第一百五十三章 枉死(下)
那種聲音一下下的,很重,聽起來像是在砸什麽東西。是一種帶有金屬質地的聲音,好像是……
小母雞私信拉了我和山哥,劈裏啪啦打了一大堆字。
‘這……這什麽鬼啊,大半夜的……現在是零點,我好慌。何兲什麽情況?大半夜剁菜刀?’
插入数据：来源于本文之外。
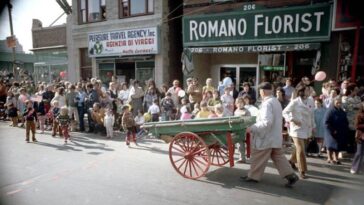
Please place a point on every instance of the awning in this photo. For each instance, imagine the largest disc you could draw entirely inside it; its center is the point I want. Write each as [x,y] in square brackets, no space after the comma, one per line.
[256,48]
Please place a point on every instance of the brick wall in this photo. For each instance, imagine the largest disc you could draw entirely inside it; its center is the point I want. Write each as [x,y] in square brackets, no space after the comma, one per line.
[49,36]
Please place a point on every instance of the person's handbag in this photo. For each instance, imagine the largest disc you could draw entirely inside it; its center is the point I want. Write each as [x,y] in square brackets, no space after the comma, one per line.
[359,135]
[312,146]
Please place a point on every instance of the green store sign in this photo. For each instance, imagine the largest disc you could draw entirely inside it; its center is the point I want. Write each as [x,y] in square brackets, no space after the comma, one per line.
[282,25]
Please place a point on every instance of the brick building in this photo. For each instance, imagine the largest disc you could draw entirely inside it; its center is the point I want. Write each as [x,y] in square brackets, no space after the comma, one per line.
[262,40]
[127,38]
[50,51]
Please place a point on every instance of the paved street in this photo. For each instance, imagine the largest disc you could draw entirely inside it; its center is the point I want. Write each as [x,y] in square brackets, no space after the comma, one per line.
[93,170]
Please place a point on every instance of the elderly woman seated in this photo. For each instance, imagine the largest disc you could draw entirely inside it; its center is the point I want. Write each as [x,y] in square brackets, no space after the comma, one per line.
[97,116]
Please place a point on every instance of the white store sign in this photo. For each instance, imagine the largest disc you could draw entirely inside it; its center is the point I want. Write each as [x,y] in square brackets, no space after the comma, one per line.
[124,43]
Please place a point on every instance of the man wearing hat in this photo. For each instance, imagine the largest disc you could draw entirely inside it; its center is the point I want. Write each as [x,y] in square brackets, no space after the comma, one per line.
[267,139]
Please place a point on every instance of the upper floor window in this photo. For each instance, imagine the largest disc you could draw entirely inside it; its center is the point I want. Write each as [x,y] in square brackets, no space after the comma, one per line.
[92,11]
[136,7]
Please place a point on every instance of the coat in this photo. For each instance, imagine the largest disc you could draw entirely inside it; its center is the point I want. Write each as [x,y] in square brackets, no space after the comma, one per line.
[300,111]
[267,131]
[337,127]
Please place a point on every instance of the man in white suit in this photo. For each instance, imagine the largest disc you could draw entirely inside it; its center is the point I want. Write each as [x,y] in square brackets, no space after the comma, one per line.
[267,139]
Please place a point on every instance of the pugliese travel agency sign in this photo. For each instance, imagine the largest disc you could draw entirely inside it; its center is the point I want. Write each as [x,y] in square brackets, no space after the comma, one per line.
[267,26]
[124,42]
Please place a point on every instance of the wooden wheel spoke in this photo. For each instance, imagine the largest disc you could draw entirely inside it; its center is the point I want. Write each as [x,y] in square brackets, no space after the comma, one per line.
[181,146]
[194,168]
[181,164]
[198,166]
[182,158]
[175,148]
[201,162]
[186,166]
[189,155]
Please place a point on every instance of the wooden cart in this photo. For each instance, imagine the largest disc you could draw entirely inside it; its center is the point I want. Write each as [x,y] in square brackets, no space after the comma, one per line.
[199,143]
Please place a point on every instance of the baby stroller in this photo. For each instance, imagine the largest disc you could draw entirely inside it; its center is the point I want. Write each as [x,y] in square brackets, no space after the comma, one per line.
[2,111]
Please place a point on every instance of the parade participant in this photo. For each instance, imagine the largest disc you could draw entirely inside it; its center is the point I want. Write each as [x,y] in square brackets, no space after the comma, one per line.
[139,121]
[136,97]
[174,90]
[358,165]
[80,101]
[48,94]
[247,90]
[267,139]
[337,126]
[128,125]
[30,117]
[12,112]
[167,107]
[149,96]
[154,110]
[60,97]
[54,114]
[71,102]
[214,100]
[207,87]
[124,93]
[195,93]
[351,104]
[319,131]
[41,114]
[97,115]
[301,123]
[281,96]
[91,98]
[204,112]
[227,102]
[328,102]
[21,103]
[109,123]
[288,89]
[64,121]
[241,111]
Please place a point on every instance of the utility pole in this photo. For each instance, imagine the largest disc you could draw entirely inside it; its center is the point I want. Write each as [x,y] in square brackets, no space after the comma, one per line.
[13,38]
我渾身一顫,隻覺得汗毛全都豎了起來。這個一下下的金屬聲,真的是菜刀的聲音。所以……何兲現在在廚房,剁……什麽呢。
山哥的回複也有些不淡定。
‘你們不覺得,何兲說話……有點讓人發毛?’
我在耳麥裏喊了一聲何兲,可他卻沒有反應,下刀……似乎重了幾分。那聲音聽著,像是砍什麽骨頭。我深呼吸了幾次,將耳麥從耳朵上摘下來。
半夜的房間裏,什麽聲音都沒有,除了我的呼吸聲,就剩下菜刀劈砍的聲音。何兲這小子以前時常惡作劇,也許……這次也是。想到這兒,我清了清嗓子,對著耳麥裏喊。
‘騷年,你要是再裝,我能把你拉黑信不信。’
我這麽一說,山哥和小母雞也反應過來了。兩個人紛紛在耳麥裏討伐何兲,可半天……何兲也不回話。隻是耳麥裏傳來了粉碎機的聲音,像是在處理什麽肉製品,聲音很厚重。小母雞膽子小,果斷下麥。
‘山哥,謝秋我好怕……何兲在幹嘛啊…’
我開始覺得不對勁,如果是玩笑,何兲絕不會那麽過分。整整一個半小時的連麥,何兲沒有說過話,他的呼吸聲隨著耳麥傳過來。然後就是刀和粉碎機的聲音,還有一些說不清的**聲,聽起來是有些粘膩的感覺…
很像是……血流入廚房下水道的聲音。
後來山哥也受不了,下麥了。
‘謝秋,不好意思……我這一個人住的,何兲……弄得我心裏發毛。’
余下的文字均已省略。